Once the Nuggets got on the other side of the All-Star Game last year and the chemistry started coming together, they were one of the toughest teams to beat in the NBA. They closed out the regular season with a 23-3 record, and their defense started to make progress to catch up with their offense.
Iguodala was a big part of that. Along with his 13 points, 5.4 assists and 5.3 rebounds per game, Iggy led Denver with 1.74 steals and finished ninth in Defensive Player of the Year voting.
There's one year left on Andre's contract for just over $16 million (via HoopsWorld.com), but it comes with a player option and it makes sense for him to opt out and test free agency. This will be the 10th season for Iguodala and having a deal for the next three or four seasons, even if it means taking a small pay cut annually, is beneficial to him according to Chris Tomasson of Fox Sports.

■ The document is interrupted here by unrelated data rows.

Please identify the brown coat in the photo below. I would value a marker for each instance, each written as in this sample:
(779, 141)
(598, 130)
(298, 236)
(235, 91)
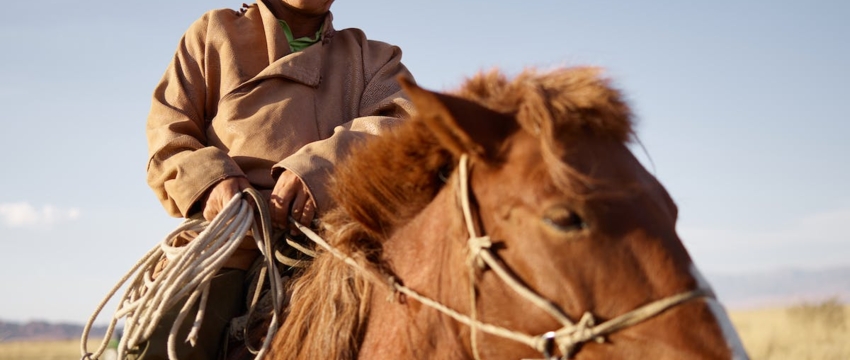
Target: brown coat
(236, 102)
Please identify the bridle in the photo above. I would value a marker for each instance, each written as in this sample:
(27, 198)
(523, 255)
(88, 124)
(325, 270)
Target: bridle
(566, 339)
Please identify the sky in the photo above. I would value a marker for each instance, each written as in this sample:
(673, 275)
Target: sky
(741, 109)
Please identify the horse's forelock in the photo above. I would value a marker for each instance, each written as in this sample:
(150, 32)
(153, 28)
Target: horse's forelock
(391, 178)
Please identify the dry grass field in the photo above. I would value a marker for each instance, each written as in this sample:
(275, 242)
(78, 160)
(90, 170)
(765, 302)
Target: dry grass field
(817, 331)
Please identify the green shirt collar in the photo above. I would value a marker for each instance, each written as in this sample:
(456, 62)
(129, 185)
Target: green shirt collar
(300, 43)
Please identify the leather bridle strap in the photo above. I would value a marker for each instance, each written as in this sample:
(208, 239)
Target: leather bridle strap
(567, 338)
(570, 335)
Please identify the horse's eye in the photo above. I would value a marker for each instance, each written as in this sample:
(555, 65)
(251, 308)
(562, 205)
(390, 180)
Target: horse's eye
(563, 219)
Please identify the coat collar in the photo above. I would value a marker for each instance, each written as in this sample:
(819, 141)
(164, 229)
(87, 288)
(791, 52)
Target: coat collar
(303, 66)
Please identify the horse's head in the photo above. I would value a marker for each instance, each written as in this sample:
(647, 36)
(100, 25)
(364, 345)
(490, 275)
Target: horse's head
(574, 218)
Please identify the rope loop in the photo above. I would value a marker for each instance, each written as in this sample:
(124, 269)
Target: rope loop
(477, 244)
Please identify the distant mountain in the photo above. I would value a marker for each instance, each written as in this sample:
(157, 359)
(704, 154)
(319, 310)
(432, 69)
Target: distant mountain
(781, 287)
(737, 292)
(42, 330)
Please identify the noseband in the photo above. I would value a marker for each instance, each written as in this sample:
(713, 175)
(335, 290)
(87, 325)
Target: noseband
(571, 334)
(567, 339)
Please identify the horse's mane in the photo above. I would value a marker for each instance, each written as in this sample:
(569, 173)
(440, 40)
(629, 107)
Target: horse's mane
(390, 178)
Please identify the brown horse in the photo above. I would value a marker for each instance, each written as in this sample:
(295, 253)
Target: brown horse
(561, 237)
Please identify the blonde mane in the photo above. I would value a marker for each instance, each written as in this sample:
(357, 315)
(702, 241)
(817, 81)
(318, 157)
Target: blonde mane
(391, 178)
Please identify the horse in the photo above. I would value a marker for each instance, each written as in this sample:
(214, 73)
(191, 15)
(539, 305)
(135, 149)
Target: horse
(505, 220)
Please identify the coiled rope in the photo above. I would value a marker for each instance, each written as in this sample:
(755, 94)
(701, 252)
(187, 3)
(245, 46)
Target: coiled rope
(187, 274)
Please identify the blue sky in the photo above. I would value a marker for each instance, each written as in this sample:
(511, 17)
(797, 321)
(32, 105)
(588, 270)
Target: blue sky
(741, 107)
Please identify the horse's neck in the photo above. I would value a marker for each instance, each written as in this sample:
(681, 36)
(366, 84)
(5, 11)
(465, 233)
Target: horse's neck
(426, 255)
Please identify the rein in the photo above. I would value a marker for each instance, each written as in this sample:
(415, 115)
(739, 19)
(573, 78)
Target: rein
(567, 338)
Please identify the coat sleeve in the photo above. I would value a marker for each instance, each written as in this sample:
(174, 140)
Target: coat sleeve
(181, 166)
(382, 105)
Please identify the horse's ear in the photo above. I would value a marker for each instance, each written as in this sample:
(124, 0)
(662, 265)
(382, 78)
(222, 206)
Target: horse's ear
(462, 126)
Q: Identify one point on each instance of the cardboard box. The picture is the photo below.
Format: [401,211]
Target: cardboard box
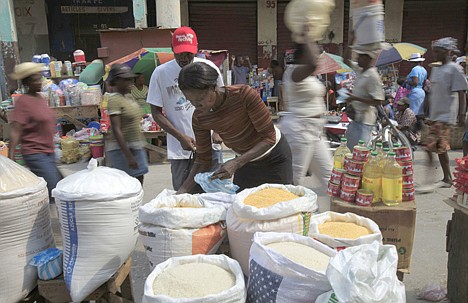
[397,224]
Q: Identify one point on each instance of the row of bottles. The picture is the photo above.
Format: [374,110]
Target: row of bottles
[382,174]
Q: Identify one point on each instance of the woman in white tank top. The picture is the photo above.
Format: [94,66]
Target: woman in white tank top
[301,124]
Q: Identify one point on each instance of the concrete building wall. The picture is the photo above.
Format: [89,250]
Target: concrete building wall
[32,30]
[393,20]
[8,46]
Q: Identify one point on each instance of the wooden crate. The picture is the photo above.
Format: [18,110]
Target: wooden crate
[117,289]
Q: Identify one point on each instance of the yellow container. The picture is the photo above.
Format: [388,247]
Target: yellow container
[372,177]
[392,182]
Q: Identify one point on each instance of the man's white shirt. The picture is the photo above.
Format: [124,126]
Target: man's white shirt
[164,92]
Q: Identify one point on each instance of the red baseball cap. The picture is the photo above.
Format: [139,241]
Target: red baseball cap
[184,40]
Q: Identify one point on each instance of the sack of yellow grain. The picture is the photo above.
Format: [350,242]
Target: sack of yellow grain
[180,225]
[343,230]
[269,207]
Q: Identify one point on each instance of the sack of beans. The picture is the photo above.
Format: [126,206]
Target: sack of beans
[180,225]
[343,230]
[286,267]
[196,279]
[269,207]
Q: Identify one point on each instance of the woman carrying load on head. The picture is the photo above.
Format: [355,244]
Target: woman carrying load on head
[242,120]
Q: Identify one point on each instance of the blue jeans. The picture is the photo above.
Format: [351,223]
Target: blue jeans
[358,131]
[43,165]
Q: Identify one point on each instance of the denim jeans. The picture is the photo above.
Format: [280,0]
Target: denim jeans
[43,165]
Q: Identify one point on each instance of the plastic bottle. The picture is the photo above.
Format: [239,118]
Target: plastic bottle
[340,153]
[379,150]
[384,159]
[372,177]
[392,182]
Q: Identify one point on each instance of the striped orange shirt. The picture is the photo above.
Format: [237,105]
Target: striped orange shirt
[242,121]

The Nuggets need to keep their starting shooting guard.
Iguodala Connects the Dots
While Iguodala had solid numbers last season, he was on the same page with his teammates and that's what made this Nuggets team function at a high level.
Denver crushed the rest of the NBA in fast-break points, having scored 19.7 per game, and Iguodala's versatility was vital to that success. With Ty Lawson, the defense has to worry about his speed and getting to the rim. With Kenneth Faried and JaVale McGee, going over the top is the main concern. With Iguodala, the opposition has to be concerned about both of those skills along with his passing.
Some of those transition opportunities were also created by Iggy's defense.
It's clear that Iguodala knows how to find gaps in the defense. He makes the players around him better, whether it's drawing the defense toward him or giving his teammates easy passing lanes.
In the half-court offense, he's a great second or third option in the pick-and-roll. When Faried comes to set the high-ball screen for Lawson, Iguodala can sit in the corner and force his defender to make a choice on whether to help or stay put. 6
Sure, there are several shooting guards that are solid from behind the arc and can penetrate the lane. However, you don't see many that have those assets along with having good vision, passing and defensive skills.
At 6'6", Iguodala is nearly a complete package at the 2.
He's a Go-to-Scorer
(clutch is defined as under two minutes with a five-point differential or less)
We know how clutch Iggy can be in the final seconds. There was the game-winning three-pointer over Joakim Noah in overtime to beat Chicago. Just two weeks later he converted the game-winning layup against Dallas and overcame Danilo Gallinari's ACL injury earlier in the contest.
Although, it goes further than that. He makes them on the big stage.
Back in 2009 in the first round of the playoffs when Iguodala was on Philadelphia, he nailed a ridiculously contested jumper to win Game 1 over Orlando (not to mention his defense on the possession after). In 2012, down one point in Game 6 of the first round against Chicago, Iguodala grabbed the defensive rebound, went coast-to-coast and drew the foul before swishing both free throws to send the 76ers to the second round.
He sent the 76ers to the second round? Isn't that what the Nuggets are trying to accomplish?
Iguodala has a method on how he's able to knock down clutch free throws.
Andre did struggle last season at the line, shooting 57.4 percent. However, he's only spent one season in Denver and that number should go back up with more experience in the Pepsi Center. He's a 72.4 percent free-throw shooter in his career.
Iggy Can Keep Denver From a Setback Next Season
There is a huge list of questions to be answered for the Nuggets next season. Who's going to be the general manager? Who's going to be the head coach? Who should they draft? Will Danilo Gallinari actually be ready by February? Is Corey Brewer coming back? Are the offensive and defensive philosophies going to change? The list goes on.
This makes Iguodala's presence that much more valuable going forward. There will be some unfamiliar faces in the organization and the Nuggets already have a solid core of players. They need to keep the roster that set a franchise-record 57 wins as intact as possible.
If there's no Iguodala and Gallinari is out for the first 50 or 60 games, what is the starting lineup going to look like? Is Evan Fournier and Wilson Chandler going to be full-time starters? Will they start their 27th-overall draft pick? Do they have to bring someone in through free agency? Is there anyone even available that would fit the starting spot at shooting guard?
Without Iggy, the best offense in the NBA last season could be in huge trouble.
According to Christopher Dempsey of The Denver Post, Lawson is a major advocate of getting Iguodala to return to Denver. There's no doubt Andre helps Ty dictate the tempo of the game and takes some of the pressure off of him.
Denver will probably have to sign Iguodala to a three or four-year deal worth at least $10 million per year. He's worth it.